Amid state measles outbreak, county ups vaccine intake

FILE- In this March 27, 2019, file photo, measles, mumps and rubella vaccines sit in a cooler at the Rockland County Health Department in Pomona, N.Y. On Monday, May 6, 2019, U.S. health officials said 60 more U.S. measles cases were reported the previous week, driving up a 2019 tally that is already the nation’s highest in 25 years. (AP Photo/Seth Wenig, File)

OSWEGO — In response to New York state’s most significant measles outbreak since the disease was declared eliminated in 2000, local health officials are gearing up vaccinations to inoculate private citizens and public employees against the onset of an outbreak.

County legislators recently passed a resolution to set aside $5,580 to order 90 doses of the measles, mumps and rubella (MMR) vaccine — 60 for county officials and 30 for the general public — to bring the county into state mandated vaccination requirements.

Health officials said in an informational memorandum that most vaccine costs will be reimbursed through insurance billing and any costs not covered by insurance reimbursement will be eligible for state aid reimbursement.

The Center for Disease Control and Prevention (CDC) classifies measles as a highly contagious virus that can cause serious respiratory symptoms, fever, rash and even deafness or encephalitis in severe cases.

As of June 14, 334 confirmed cases of measles have been confirmed in the state, excluding New York City, according to the latest report from the NYSDOH — 267 cases of measles have been reported, 49 in Orange County, 18 in Westchester County, eight in Sullivan County, one in Suffolk County and one in Greene County.

Declared eradicated by health experts in 2000, the measles virus made a comeback throughout the state in 2018, tied to a trip to Israel during the country’s measles outbreak combined with homegrown anti-vaccination sentiments.

Roughly half of all confirmed cases occurred in children aged 4-18, said  the NYSDOH report.

Federal health guidelines from CDC say an immunity threshold of at least 95 percent among human populations is necessary to guard against measles. The CDC says the measles virus has a 90 percent infection rate for those without the vaccine.

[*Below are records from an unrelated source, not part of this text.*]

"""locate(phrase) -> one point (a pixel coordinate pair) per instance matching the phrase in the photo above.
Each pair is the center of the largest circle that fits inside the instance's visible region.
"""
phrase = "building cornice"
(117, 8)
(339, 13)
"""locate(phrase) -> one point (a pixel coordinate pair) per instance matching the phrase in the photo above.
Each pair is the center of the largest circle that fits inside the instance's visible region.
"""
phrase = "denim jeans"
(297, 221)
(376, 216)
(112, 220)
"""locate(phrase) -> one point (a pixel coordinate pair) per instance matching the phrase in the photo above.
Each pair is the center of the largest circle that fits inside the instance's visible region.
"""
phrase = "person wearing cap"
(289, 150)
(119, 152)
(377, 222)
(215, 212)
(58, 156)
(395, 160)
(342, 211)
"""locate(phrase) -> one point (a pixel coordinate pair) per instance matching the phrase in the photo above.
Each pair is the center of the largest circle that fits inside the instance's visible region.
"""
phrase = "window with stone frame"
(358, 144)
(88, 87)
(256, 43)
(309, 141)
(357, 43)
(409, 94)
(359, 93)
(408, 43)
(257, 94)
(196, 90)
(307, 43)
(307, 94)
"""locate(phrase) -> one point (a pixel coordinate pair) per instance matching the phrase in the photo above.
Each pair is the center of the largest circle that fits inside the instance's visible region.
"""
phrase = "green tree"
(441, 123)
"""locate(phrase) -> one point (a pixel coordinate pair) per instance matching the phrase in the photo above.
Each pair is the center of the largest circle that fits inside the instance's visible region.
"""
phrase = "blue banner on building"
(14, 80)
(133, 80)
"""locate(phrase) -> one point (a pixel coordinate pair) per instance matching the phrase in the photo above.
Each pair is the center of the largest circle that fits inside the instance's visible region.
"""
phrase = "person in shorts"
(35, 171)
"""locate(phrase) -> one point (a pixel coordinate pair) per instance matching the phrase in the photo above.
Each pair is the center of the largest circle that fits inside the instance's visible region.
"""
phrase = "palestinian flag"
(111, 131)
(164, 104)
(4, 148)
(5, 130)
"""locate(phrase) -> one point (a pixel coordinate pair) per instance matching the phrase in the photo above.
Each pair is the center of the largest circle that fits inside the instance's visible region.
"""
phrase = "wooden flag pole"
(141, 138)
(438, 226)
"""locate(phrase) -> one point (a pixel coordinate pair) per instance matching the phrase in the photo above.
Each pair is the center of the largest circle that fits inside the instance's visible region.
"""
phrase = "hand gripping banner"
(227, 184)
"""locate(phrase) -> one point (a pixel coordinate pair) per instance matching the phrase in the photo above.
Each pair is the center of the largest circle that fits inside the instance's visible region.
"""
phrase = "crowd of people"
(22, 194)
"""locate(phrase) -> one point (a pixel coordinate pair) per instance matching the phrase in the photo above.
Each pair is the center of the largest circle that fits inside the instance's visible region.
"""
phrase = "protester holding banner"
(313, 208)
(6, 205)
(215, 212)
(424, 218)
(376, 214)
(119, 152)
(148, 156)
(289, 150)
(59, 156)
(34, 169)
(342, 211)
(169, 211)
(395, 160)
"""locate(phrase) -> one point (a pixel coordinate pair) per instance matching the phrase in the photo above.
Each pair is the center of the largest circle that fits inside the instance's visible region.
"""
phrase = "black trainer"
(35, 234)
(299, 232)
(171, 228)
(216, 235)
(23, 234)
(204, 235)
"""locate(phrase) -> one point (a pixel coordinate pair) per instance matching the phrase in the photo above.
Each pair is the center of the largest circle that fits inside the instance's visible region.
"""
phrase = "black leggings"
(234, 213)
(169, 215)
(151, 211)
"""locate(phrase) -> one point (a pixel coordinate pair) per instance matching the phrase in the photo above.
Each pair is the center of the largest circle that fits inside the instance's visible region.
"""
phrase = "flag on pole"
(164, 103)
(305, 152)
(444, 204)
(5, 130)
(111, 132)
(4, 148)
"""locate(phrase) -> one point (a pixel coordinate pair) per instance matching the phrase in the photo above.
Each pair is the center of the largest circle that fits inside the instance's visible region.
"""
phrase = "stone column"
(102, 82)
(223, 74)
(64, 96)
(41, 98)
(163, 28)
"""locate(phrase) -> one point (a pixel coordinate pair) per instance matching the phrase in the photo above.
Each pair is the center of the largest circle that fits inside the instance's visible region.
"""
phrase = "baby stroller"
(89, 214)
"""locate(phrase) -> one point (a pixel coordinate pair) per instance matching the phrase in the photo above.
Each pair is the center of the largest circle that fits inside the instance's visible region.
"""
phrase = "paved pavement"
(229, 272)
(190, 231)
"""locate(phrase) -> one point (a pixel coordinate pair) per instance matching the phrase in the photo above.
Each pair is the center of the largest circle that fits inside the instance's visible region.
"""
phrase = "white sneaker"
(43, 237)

The local budget re-allocation comes after county health officials received an April 18 “Dear Administrator Letter” from the NYSDOH, distributed to diagnostic and treatment centers throughout the state. The letter mandates all personnel born on or after Jan. 1, 1957 to be immunized against measles.

The Oswego County Legislature approved the budget re-allocation last week at its June 13 meeting.

“We need to buy some more measles vaccines because in the last few months the state Health Department is requiring our department staff, frontline and supporting staff, get updated measles, mumps and rubella vaccines,” Public Health Director Jiancheng Huang said. “Summer is coming and the kids are going to summer camp and so we are watching it.”

The county had a close call last year, Huang said, when a student attending a local school was suspected of having measles, but since the student’s parents declined to have the student tested for measles, the health department couldn’t officially confirm it as an active case.  

Jodi Martin, supervising public health nurse at the county health department, said if the measles outbreak — or any infectious disease — pushes into Oswego County, department of health officials would set up a “pod,” a quarantined space for the local population to receive vaccinations.

“The people distributing those vaccines are going to have to be vaccinated in the event of an outbreak,” Martin said. “But that hasn’t happened nor do I see it happening in the future.”

The other 30 dosages will be for the general public and local employers, who have increased their demand for treatment from the health department in the last year, Martin said.

“We’ve been seeing more people from the general public wanting to get another MMR vaccine,” she said.

With Gov. Andrew Cuomo signing into law last week a bill that eliminates the state’s religious exemptions from vaccines for public school students, Martin said the state is headed in the “right direction” when it comes to firewalling the population against deadly disease.

“Some people can’t get vaccinated for medical reasons such as allergies so it’s important to vaccinate everyone around them through heard immunity,” Martin said.

If anybody needs an MMR vaccine or if they’re unsure of their immunity status, Martin said people should first contact their primary care physician for a blood test or they can come to the health department’s walk-in clinic at 70 Bunner St. in Oswego.